In case you didn’t know, last week was a pretty big week for a few former baseball players. No, it wasn’t because they got recognized on any All-Decade lists or anything, but rather because some of the biggest names in the sport during the ’90s and early 2000s found out that they would be among the few who would be inducted into the Hall of Fame. And while every athlete aims to win as many titles as possible, being recognized as one of the game’s best is the biggest individual honor a player can have.

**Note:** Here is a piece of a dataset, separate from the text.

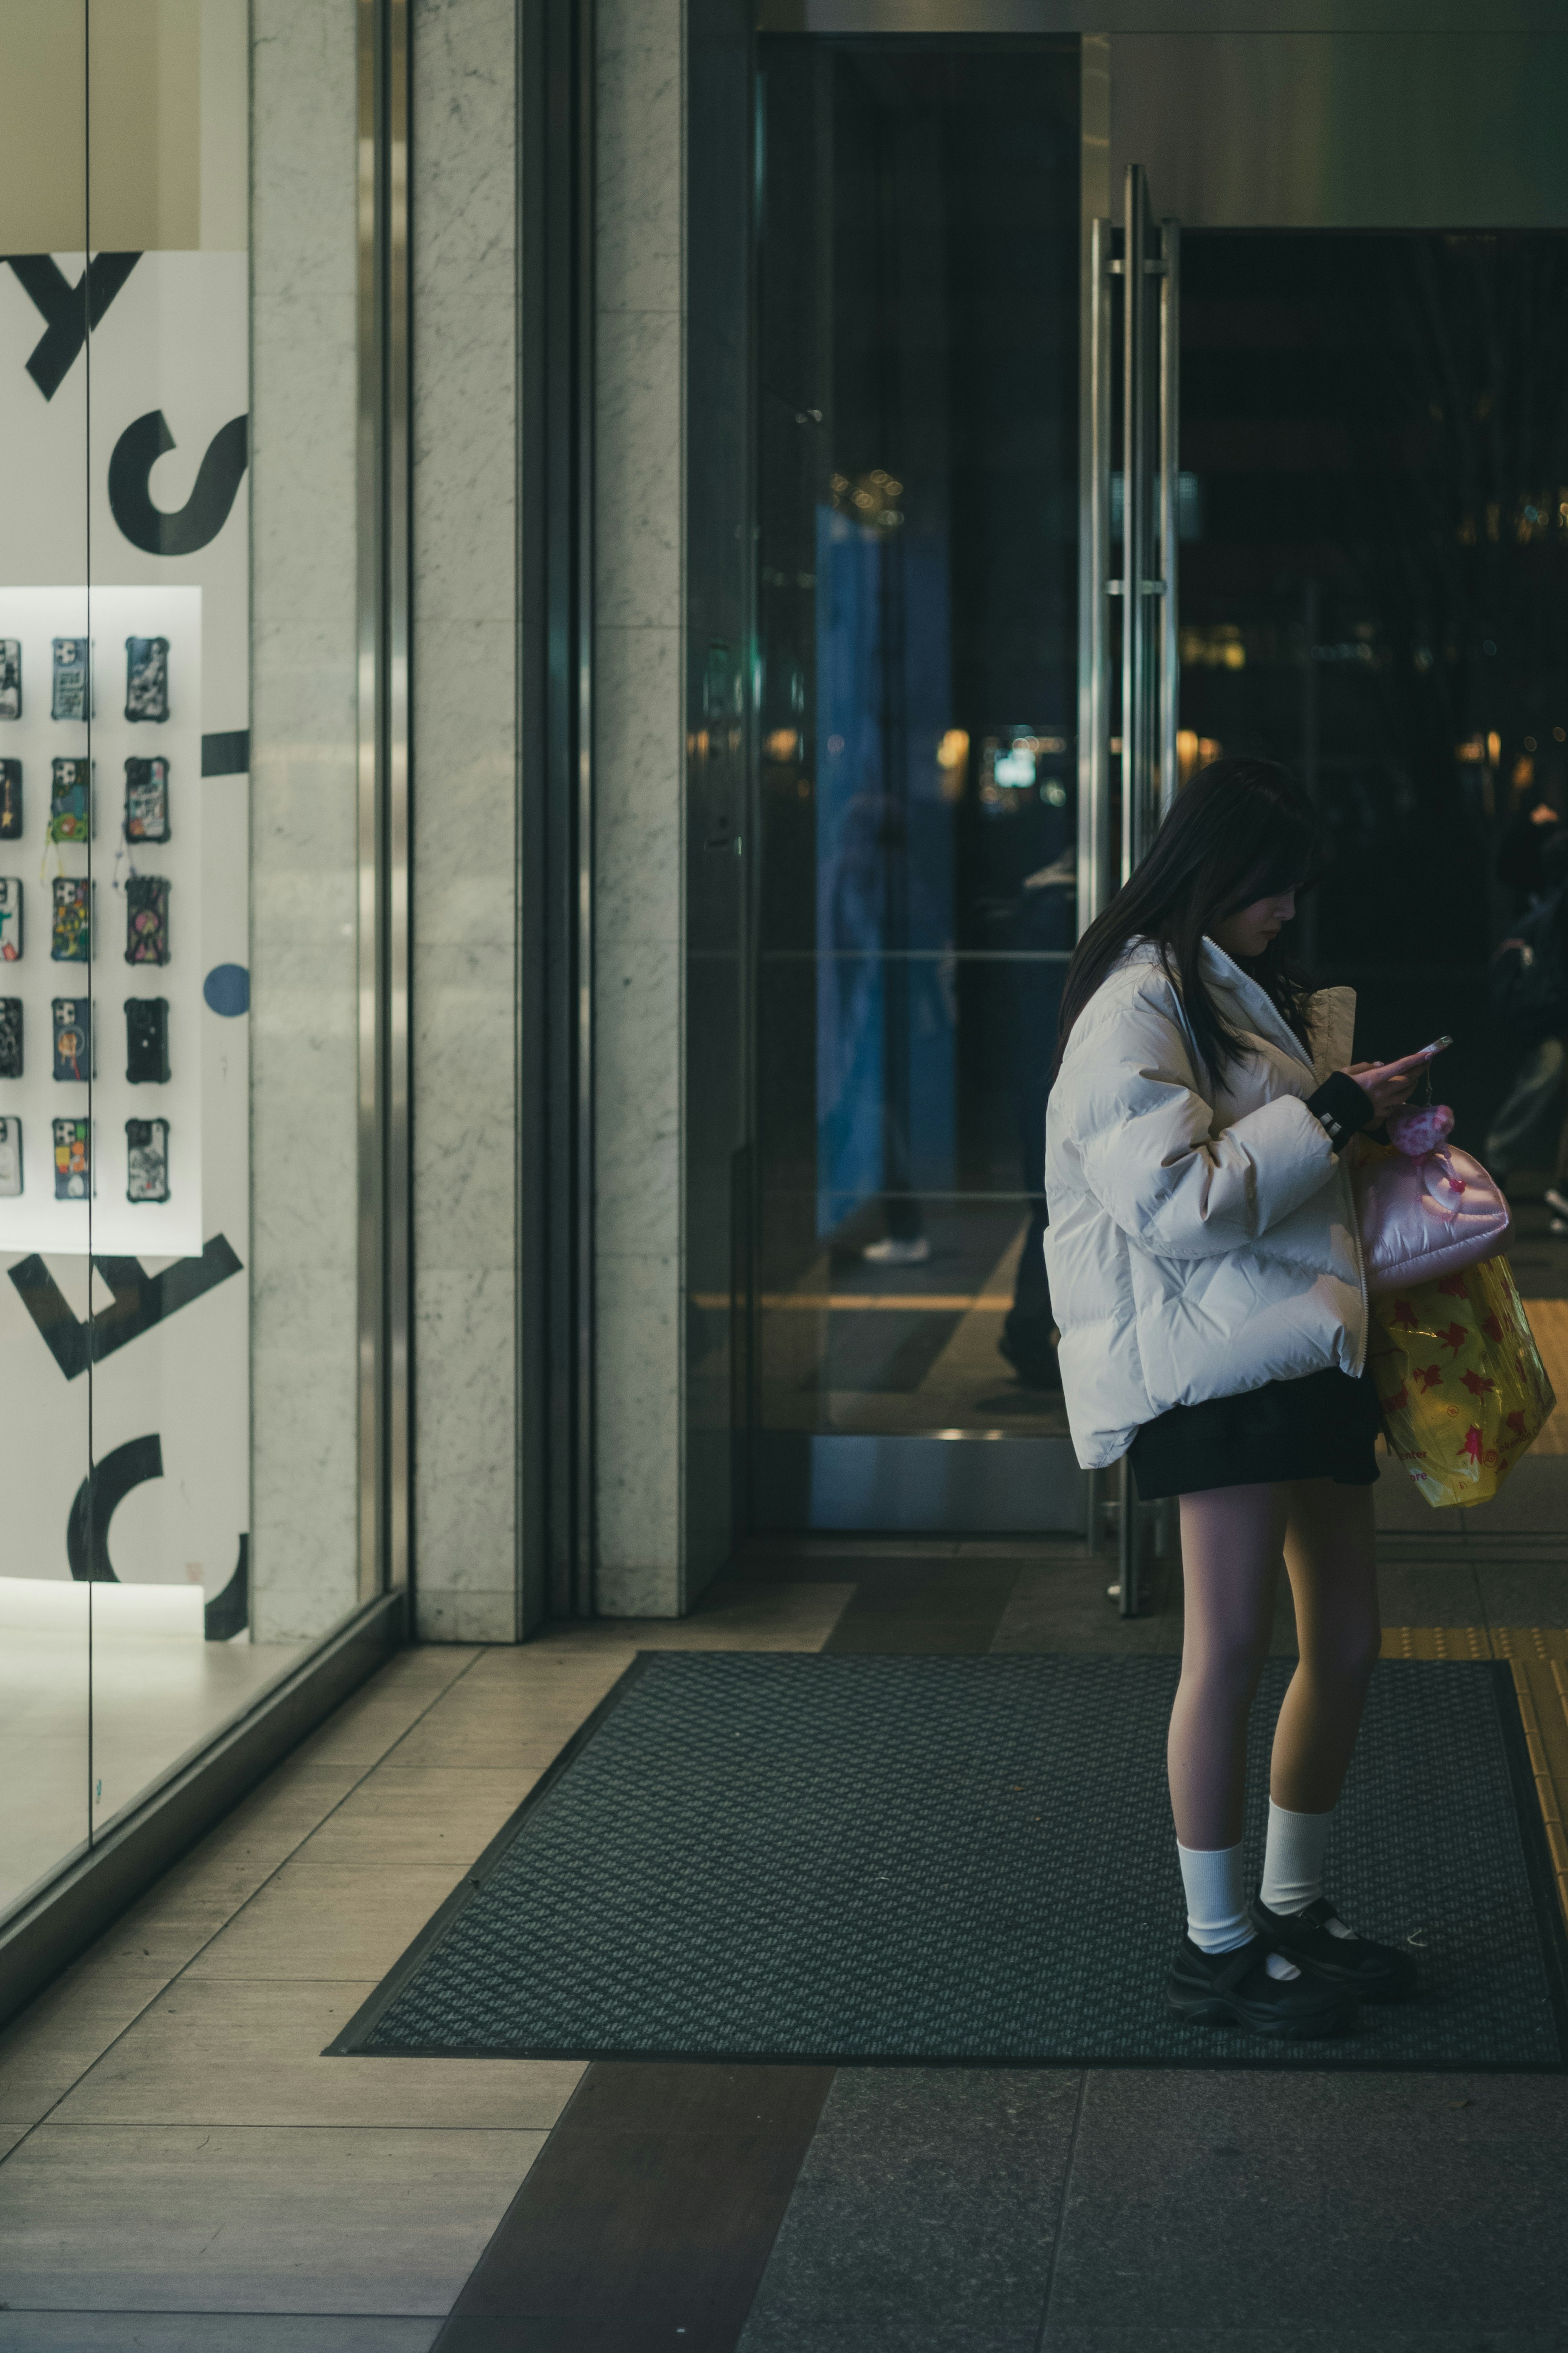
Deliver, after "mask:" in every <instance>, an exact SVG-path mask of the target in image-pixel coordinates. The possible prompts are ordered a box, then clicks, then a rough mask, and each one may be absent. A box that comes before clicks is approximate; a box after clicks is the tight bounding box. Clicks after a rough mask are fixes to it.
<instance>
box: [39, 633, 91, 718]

But not that this year’s voting is over, we’re taking a look at a few baseball players who might find themselves among the few who will become part of this exclusive fraternity next year—with a few of these names certain to bring back some childhood memories.
5. Mike Piazza
Just look at the dudes numbers and you’ll see that Mike Piazza has been the best-hitting catcher the game has ever seen. But after striking out the past two years since becoming eligible, does he have the voters love to push him to the required percentage to earn himself in Cooperstown? We’re not so sure with the increased ballot next year, but one would think that Piazza would find a home at some point—but it has to be within a few years, otherwise some would forget about the good things that he did.
4. Gary Sheffield
This one’s tough because, while the former outfielder did slug 509 homers in his 22-year career, most people don’t associate him as being one of the best players ever. Sure, that’s probably a little unfair as his average season in his two decades came to 32-homer, 105-RBI and .292 clip, it may come back to bite him in the end—at least on the first go-round. Sheff has a World Series ring as an added bonus and the same slugging percentage as ’90s superstar, Ken Griffey Jr., but no one would mention him as having the impact on the game that Junior ever did, so this one will be interesting to watch closely.
3. John Smoltz
He’s the only pitcher in MLB history to have both 200 wins and 100 saves on his career resume, meaning he was one of the most unique guys to ever take the mound. Add in the amount of playoff wins he has—a then-record 15—and one would think that Smoltzy shouldn’t be too concerned about being left off next year. But in a loaded class that includes both new and old candidates, he may not get in right away—but we don’t expect him to have to wait long.
2. Pedro Martinez
If going just off of his career numbers—and that’s typically the barometer for measuring a Hall of Famer—Pedro will find his name among those called in 2015 in his first year of eligibility. Winning three Cy Young Awards and finishing in the top-five in four other session, Martinez won 219 regular season games and added even more dramatics in the postseason whether as a starter or coming in relief. At his peak, Martinez—who added two World Series titles as well—was probably the most feared hurler in all the game.
1. Randy Johnson
It might be weird to think about because he was mostly under-the-radar until he joined the Yankees late in his career playing for teams like Seattle, Houston and Arizona, but it shouldn’t be forgotten that Randy Johnson was one of the most dominating pitchers of his generation, and arguably one of the top-10 pitchers in baseball history. Dude has over 300 career wins, sits second on the all-time strikeouts list and has some memorable playoff moments—which includes a World Series title. With those credentials, Johnson will have no problem being a first-ballot guy next year.